The ladybug sized chip acts as a high-tech electronic stethoscope combined with an accelerometer and is called an accelerometer contact microphone. It detects vibrations that enter from inside the body while filtering out distracting noises from outside the body’s core like airborne sounds. The sounds thus produced are analyzed to get detailed information on the patient.
The device is sensitive to sounds coming at it from inside the body and it picks up useful vibrations even through clothing. The chip has two thin layers of silicon sandwiching a 270 nm gap, each carrying a small voltage which gives it a sensing capability. Vibrations from bodily motions and sounds send pressure waves through the chip which makes the voltage change subtly and creates readable electronic outputs.
The sensor is a chip attuned to vibrations and next to it is an electronic chip called a signal-conditioning circuit that translates the sensor chip’s signals into patterned read-outs. While the chip was being tested on humans, it recorded a variety of signals from the mechanical workings of the lungs and the heart with great clarity. The team plans to attach three sensors or more to a chest band to triangulate signals, determining exactly where they come from inside the body.

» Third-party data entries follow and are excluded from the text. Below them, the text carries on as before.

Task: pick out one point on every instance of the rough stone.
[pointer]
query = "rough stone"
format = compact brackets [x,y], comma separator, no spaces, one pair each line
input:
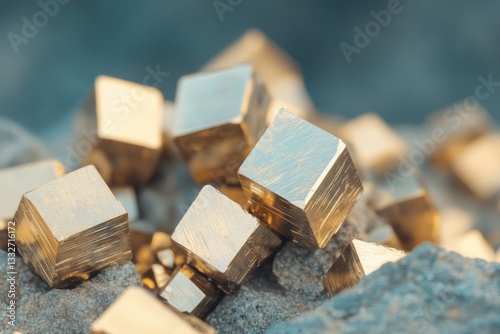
[41,309]
[429,291]
[281,289]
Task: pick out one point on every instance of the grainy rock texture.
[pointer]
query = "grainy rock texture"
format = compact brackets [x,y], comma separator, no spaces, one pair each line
[40,309]
[282,289]
[429,291]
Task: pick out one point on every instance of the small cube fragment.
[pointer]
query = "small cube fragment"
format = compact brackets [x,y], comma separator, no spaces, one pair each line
[358,259]
[222,240]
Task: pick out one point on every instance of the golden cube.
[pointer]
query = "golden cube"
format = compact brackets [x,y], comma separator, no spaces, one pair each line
[137,311]
[222,240]
[219,118]
[478,167]
[124,128]
[15,181]
[357,260]
[190,292]
[408,207]
[71,227]
[278,70]
[375,145]
[300,181]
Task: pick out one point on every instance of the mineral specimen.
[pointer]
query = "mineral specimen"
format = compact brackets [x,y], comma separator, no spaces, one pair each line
[300,181]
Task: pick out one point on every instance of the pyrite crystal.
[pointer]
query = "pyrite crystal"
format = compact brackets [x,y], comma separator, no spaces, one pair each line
[357,260]
[219,118]
[407,206]
[124,127]
[190,292]
[478,167]
[71,227]
[138,311]
[222,240]
[15,181]
[280,73]
[375,145]
[300,181]
[454,128]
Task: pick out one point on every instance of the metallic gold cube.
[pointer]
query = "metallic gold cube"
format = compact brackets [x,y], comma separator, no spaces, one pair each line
[407,206]
[278,70]
[138,311]
[222,240]
[71,227]
[478,167]
[124,128]
[300,181]
[375,145]
[15,181]
[190,292]
[453,128]
[219,117]
[357,260]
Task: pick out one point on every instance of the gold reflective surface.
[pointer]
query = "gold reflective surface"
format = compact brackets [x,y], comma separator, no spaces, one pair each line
[222,240]
[71,227]
[219,117]
[190,292]
[357,260]
[124,121]
[300,181]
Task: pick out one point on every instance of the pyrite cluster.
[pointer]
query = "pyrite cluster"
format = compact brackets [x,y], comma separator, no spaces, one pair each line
[269,168]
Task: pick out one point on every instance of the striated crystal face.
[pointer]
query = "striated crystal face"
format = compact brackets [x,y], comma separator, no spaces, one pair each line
[138,311]
[123,124]
[71,227]
[190,292]
[357,260]
[300,181]
[219,117]
[222,240]
[18,180]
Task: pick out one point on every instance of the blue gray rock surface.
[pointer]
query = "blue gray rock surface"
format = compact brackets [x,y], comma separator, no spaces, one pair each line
[429,291]
[41,309]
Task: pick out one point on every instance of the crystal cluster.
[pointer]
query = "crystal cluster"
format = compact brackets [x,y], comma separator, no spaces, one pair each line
[71,227]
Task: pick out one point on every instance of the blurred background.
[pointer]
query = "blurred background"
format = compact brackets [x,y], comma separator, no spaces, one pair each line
[428,56]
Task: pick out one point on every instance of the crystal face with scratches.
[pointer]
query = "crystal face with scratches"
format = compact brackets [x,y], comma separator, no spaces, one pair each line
[189,291]
[408,207]
[219,118]
[15,181]
[123,122]
[71,227]
[357,260]
[137,311]
[300,181]
[222,240]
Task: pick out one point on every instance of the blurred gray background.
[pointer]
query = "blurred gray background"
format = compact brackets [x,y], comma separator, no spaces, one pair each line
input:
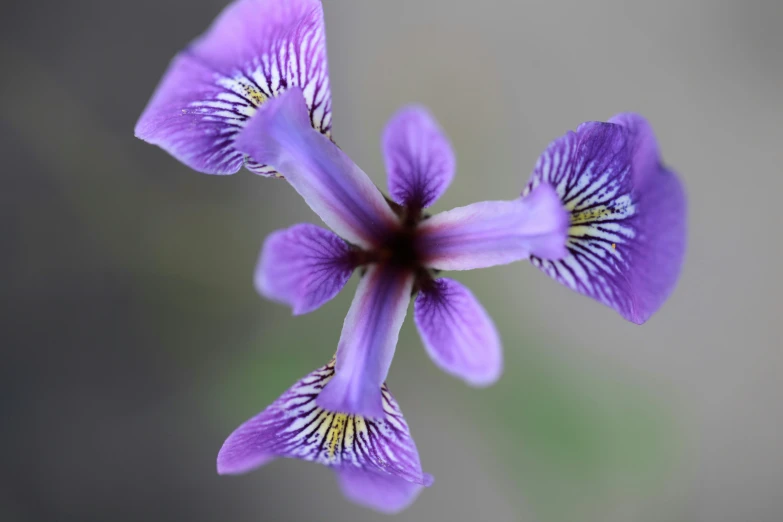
[133,342]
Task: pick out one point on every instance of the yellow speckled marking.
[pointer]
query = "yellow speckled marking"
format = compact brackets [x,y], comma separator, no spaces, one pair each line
[336,432]
[590,215]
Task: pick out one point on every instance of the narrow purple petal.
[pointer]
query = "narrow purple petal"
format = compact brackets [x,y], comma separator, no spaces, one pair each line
[294,426]
[379,491]
[367,342]
[626,240]
[419,160]
[334,187]
[303,266]
[254,50]
[493,233]
[458,333]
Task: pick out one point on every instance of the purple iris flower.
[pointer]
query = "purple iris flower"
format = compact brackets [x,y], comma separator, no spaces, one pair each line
[600,214]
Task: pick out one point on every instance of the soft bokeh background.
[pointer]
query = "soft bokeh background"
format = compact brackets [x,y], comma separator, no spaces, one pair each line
[133,341]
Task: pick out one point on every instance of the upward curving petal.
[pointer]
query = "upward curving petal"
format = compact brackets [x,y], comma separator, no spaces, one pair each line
[626,239]
[420,162]
[368,341]
[334,187]
[493,233]
[254,50]
[376,459]
[303,266]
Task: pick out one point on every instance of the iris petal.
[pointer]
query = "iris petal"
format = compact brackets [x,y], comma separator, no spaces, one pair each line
[626,239]
[419,160]
[303,266]
[368,341]
[255,50]
[334,187]
[458,333]
[369,455]
[493,233]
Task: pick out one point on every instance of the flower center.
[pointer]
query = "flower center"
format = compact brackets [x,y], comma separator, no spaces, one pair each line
[401,248]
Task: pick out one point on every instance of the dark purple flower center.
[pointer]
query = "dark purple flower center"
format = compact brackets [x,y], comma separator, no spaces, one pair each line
[401,248]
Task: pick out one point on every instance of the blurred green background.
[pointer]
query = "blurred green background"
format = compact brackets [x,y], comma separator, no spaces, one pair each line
[134,343]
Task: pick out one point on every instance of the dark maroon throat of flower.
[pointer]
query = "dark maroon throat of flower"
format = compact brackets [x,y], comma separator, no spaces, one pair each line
[401,248]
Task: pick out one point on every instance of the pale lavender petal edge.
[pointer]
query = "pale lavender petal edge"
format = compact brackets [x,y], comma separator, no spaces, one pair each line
[337,190]
[368,341]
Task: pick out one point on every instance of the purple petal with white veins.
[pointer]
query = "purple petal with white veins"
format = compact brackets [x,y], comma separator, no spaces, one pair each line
[335,188]
[626,239]
[368,341]
[493,233]
[419,160]
[254,50]
[303,266]
[379,451]
[458,333]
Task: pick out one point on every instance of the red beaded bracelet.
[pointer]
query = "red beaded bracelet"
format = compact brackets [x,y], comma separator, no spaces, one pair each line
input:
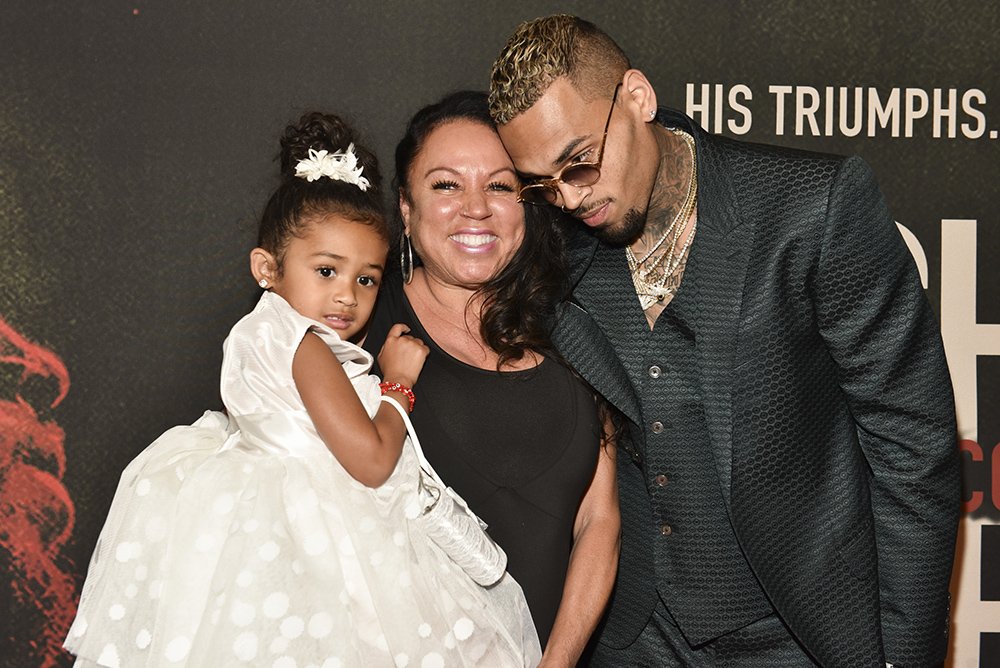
[402,389]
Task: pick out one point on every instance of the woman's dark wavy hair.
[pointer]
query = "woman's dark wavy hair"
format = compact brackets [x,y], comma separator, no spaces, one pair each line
[297,202]
[519,301]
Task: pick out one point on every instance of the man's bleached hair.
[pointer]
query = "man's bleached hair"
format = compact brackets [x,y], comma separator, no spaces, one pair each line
[541,51]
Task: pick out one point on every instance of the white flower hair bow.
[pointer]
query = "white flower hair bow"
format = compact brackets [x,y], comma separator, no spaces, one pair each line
[339,166]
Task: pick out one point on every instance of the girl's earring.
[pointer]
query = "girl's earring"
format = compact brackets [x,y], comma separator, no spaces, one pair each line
[406,258]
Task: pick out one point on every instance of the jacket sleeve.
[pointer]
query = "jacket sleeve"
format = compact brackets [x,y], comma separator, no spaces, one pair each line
[886,343]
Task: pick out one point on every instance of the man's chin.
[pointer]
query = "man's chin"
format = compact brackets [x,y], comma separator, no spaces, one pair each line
[623,233]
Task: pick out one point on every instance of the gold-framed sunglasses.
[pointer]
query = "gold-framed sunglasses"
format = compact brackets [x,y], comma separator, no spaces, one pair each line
[577,174]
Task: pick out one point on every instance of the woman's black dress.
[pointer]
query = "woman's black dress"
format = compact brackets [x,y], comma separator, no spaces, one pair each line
[520,447]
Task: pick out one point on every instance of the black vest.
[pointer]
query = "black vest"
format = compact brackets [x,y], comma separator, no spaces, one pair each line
[702,575]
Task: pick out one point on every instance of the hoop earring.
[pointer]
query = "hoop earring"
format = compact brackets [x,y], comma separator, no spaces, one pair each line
[406,258]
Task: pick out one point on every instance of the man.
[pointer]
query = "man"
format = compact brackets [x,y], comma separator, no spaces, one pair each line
[793,493]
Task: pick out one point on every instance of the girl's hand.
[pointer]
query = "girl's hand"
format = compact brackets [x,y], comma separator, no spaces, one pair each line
[402,356]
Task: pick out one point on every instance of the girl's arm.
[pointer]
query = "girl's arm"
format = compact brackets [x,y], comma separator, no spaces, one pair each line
[367,448]
[593,564]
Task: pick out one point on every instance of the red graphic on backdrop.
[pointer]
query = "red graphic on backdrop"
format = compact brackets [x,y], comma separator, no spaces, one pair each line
[37,512]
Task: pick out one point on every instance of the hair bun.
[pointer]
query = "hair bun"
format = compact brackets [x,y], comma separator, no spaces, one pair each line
[319,131]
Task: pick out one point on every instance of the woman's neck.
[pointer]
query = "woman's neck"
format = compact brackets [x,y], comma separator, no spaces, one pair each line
[451,316]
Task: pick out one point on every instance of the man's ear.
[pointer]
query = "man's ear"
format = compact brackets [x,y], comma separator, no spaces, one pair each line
[404,211]
[263,267]
[640,98]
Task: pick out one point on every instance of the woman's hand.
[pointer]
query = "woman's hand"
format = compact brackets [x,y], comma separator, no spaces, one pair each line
[402,356]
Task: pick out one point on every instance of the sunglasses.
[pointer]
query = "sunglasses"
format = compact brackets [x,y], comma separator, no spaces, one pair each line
[578,174]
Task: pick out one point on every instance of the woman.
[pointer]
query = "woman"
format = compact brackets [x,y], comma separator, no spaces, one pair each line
[516,433]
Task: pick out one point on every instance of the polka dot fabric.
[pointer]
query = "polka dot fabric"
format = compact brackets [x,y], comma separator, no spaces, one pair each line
[246,544]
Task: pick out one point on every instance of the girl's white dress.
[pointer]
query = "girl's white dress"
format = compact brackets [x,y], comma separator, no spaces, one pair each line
[245,543]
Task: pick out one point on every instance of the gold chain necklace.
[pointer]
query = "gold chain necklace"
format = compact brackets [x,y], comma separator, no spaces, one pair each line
[666,267]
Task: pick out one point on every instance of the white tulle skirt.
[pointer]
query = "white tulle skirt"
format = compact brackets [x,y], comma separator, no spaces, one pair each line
[218,552]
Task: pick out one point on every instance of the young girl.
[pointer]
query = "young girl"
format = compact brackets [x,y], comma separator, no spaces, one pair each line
[280,540]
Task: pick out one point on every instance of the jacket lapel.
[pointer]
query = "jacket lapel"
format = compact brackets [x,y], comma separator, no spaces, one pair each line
[580,333]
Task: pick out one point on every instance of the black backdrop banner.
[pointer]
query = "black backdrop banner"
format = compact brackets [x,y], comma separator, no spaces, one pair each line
[136,147]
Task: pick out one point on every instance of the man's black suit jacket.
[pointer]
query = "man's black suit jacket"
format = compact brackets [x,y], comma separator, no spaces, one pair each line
[827,397]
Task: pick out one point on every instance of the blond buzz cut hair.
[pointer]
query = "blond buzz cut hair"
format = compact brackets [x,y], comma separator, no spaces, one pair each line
[541,51]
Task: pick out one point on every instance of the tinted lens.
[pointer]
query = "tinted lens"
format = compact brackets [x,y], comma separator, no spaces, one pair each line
[581,175]
[538,195]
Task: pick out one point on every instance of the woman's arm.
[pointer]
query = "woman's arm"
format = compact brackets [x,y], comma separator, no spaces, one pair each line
[367,448]
[592,564]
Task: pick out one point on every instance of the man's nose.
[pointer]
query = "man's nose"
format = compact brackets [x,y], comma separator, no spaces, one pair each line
[572,196]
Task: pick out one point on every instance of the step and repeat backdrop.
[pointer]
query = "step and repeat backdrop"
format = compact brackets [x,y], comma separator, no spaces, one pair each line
[137,146]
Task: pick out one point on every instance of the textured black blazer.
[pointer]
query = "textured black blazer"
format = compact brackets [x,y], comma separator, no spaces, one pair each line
[827,397]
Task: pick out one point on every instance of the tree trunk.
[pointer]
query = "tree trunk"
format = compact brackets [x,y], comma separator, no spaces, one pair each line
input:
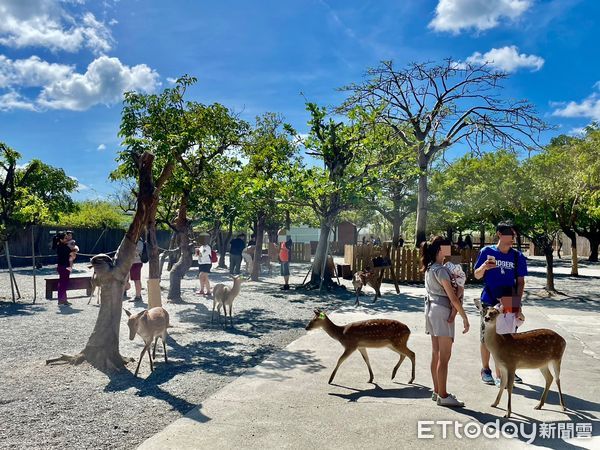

The chip is sealed inside a vacuum cavity to keep air currents from interfering with incoming vibrations. This reduces noise to an ultra-low level and gives the sensor an incredibly broad bandwidth. The researchers used a manufacturing process developed in Ayazi’s lab called the Harps+ platform (high aspect ratio poly and single crystalline silicon) for mass production. Thereafter, hand-sized sheets were cut to the needed size.